GroupCoOp: Group-robust Fine-tuning via Group Prompt Learning
This addresses group robustness issues in vision-language models for tasks like image classification, though it is incremental as it builds on existing prompt learning methods.
The paper tackles the problem of spurious correlations in fine-tuned vision-language models due to subgroup imbalance, proposing GroupCoOp to enhance group robustness and achieving state-of-the-art results on five benchmarks across CLIP architectures with only 0.016% parameter training.

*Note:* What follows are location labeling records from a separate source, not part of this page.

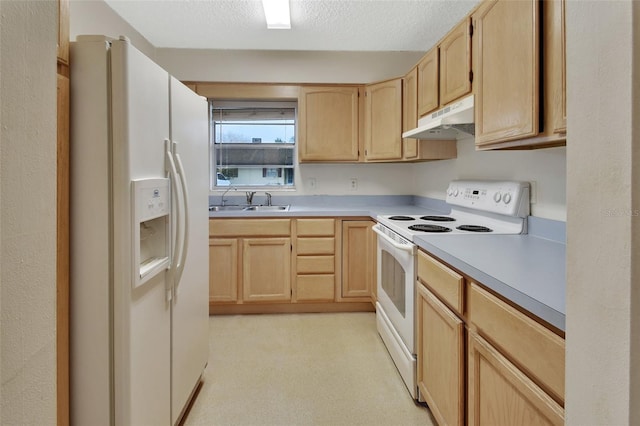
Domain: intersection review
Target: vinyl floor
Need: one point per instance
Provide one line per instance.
(302, 369)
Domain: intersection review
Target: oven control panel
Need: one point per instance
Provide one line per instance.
(509, 198)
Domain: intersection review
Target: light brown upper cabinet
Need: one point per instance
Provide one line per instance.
(410, 112)
(428, 69)
(555, 65)
(414, 149)
(383, 121)
(328, 124)
(506, 54)
(63, 31)
(455, 63)
(518, 72)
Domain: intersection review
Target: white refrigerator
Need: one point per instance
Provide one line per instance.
(139, 238)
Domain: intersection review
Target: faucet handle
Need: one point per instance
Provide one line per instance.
(250, 195)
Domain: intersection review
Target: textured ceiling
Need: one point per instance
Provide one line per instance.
(333, 25)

Parameter-efficient fine-tuning (PEFT) of vision-language models (VLMs) excels in various vision tasks thanks to the rich knowledge and generalization ability of VLMs. However, recent studies revealed that such fine-tuned VLMs are vulnerable to spurious correlations stemming from the subgroup imbalance in the fine-tuning datasets. To resolve this issue, we propose Group Context Optimization (GroupCoOp), a simple and effective debiased fine-tuning algorithm that enhances the group robustness of fine-tuned VLMs. Its key idea is to employ group-specific text prompts as group representatives serving as multiple classifiers for their target class. The rich semantic knowledge of the text encoder of VLM enables the discovery of effective group prompts even for groups with a small number of training samples. Leveraging the group prompts for each class addresses the issues caused by the group-imbalanced training set, such as the neglect of minority groups and the scattered distribution of each class in the embedding space. GroupCoOp achieved the best results on five benchmarks across five CLIP architectures and occasionally outperformed prior methods that fine-tune the entire network, despite training only 0.016\% of the network's parameters.